一、题目
分析:
用一定方式记录二叉树成字符串,然后再将字符串解析成二叉树
无所谓遍历顺序,先序、中序、后续都可以,甚至按层遍历也是可以的,只要前后规则一致就是可以的
然后我是采用左神的方法,节点之间使用_占位符,空指针用#表示,否则不是很难知道左右子树什么时候终止,左神机智
一个小例子
比如这个,按照先序遍历序列化结果为:0_1_3_#_#_#_2_#_4_#_#
然后反序列化的时候,根据占位符和表示空的符号就可以生成一棵二叉树
二、代码实现(java)
知识点:
看API:
add():Inserts the specified element at the tail of this queue. As the queue is unbounded, this method will never throw
IllegalStateException
or returnfalse
.offer():Inserts the specified element at the tail of this queue.
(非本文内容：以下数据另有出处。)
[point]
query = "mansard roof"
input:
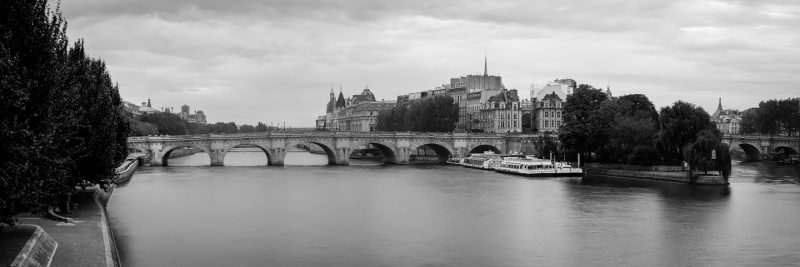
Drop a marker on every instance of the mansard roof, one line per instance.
(551, 96)
(374, 106)
(340, 102)
(365, 95)
(504, 96)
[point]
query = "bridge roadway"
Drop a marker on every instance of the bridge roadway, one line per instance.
(758, 147)
(396, 147)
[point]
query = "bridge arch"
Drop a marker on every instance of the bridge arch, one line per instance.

As the queue is unbounded, this method will never return
false
.
区别:两者都是往队列尾部插入元素,不同的时候,当超出队列界限的时候,add()方法是抛出异常让你处理,而offer()方法是直接返回false
实现
/**
* Definition for a binary tree node.
* public class TreeNode {
* int val;
* TreeNode left;
* TreeNode right;
* TreeNode(int x) { val = x; }
* }
*/
public class Codec {
// Encodes a tree to a single string.
public String serialize(TreeNode root) {
if(root==null){
return "#_";
}
String res = root.val + "_";
res += serialize(root.left);
res += serialize(root.right);
return res;
}
// Decodes your encoded data to tree.
public TreeNode deserialize(String data) {
String []values = data.split("_");
Queue<String> queue = new LinkedList<String>();
for(int i = 0; i!=values.length; i++){
queue.offer(values[i]);
}
return reconPreOrder(queue);
}
public TreeNode reconPreOrder(Queue<String> queue){
String value = queue.poll();
if(value.equals("#")){
return null;
}
TreeNode root = new TreeNode(Integer.valueOf(value));
root.left = reconPreOrder(queue);
root.right = reconPreOrder(queue);
return root;
}
}
// Your Codec object will be instantiated and called as such:
// Codec codec = new Codec();
// codec.deserialize(codec.serialize(root));